Sage Journals: Discover world-class research

Abstract

For criminal searches, the necessity of matching photographs with sketches is increasing. Previously, matching was performed manually by a human observer, a time-consuming process whose accuracy can be affected by the level of human expertise. Therefore, we propose a new face recognition algorithm for photographs and sketches. This research is novel in the following three ways. First, to overcome the decrease in matching accuracy due to pose and illumination variation, we use eye alignment and retinex filtering to normalize pose, size and illumination.
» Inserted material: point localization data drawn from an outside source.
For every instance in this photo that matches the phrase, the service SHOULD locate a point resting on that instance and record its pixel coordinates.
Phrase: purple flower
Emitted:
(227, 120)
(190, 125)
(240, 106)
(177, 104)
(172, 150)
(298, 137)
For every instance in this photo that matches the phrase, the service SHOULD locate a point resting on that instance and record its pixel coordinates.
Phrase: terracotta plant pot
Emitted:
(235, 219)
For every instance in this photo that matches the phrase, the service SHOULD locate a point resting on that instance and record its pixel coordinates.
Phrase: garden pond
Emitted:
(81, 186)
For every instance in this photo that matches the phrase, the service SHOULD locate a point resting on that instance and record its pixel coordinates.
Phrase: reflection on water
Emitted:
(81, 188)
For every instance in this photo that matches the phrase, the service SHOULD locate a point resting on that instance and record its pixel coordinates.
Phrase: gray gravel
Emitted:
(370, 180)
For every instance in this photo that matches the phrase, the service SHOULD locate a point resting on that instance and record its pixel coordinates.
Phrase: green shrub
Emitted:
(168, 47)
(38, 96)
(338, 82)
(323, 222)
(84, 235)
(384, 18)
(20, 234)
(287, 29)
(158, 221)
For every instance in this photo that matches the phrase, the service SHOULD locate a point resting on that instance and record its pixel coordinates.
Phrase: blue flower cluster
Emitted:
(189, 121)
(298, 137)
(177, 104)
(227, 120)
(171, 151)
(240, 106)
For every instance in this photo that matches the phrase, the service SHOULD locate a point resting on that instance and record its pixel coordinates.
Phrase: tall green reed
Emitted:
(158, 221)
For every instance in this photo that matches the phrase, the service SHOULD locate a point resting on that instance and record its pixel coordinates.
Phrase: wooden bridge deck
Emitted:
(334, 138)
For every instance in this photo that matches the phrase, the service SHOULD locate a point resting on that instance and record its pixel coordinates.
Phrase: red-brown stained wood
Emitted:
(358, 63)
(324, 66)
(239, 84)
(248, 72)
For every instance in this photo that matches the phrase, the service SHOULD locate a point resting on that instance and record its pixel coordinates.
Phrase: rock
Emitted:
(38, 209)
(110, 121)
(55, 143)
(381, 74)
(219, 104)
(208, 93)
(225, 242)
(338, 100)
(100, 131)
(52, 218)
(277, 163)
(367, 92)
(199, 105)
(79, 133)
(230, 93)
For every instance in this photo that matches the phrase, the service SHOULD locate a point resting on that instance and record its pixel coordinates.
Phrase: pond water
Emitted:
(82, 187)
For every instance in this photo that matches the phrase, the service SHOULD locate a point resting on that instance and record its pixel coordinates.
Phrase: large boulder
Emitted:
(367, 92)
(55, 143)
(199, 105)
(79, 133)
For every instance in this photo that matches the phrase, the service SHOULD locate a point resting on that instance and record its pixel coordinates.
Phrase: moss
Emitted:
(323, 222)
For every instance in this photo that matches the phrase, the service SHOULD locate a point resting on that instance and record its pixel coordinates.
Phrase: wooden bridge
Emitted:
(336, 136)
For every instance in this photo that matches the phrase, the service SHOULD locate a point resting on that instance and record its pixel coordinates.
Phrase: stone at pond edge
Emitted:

Second, we compare the performance of various face recognition methods, such as principal component analysis (PCA), local binary pattern (LBP), local non-negative matrix factorization (LNMF), support vector machine-discriminant analysis (SVM-DA) and modified census transform (MCT), for the matching of photographs and viewed sketches. Third, these five face recognition methods are combined on the basis of score-level fusion to enhance matching accuracy, thereby overcoming the performance limitations of single face recognition methods. Experimental results using a CUHK dataset showed that the accuracy of the proposed method is better than that of uni-modal face recognition methods.

Keywords

Face Recognition Photographs Viewed Sketches

1. Introduction

Recently, face recognition systems have been used in many fields, including user identification for access control, border control, computer and mobile devices, and information security. For criminal searches, the necessity of matching photographs with sketches is increasing. Previously, matching was performed manually by a human observer, a time-consuming process whose accuracy can be affected by the level of human expertness. Accordingly, automatic searching for matches of photographs against sketches is important. Therefore, we propose a new face recognition algorithm for photographs and sketches.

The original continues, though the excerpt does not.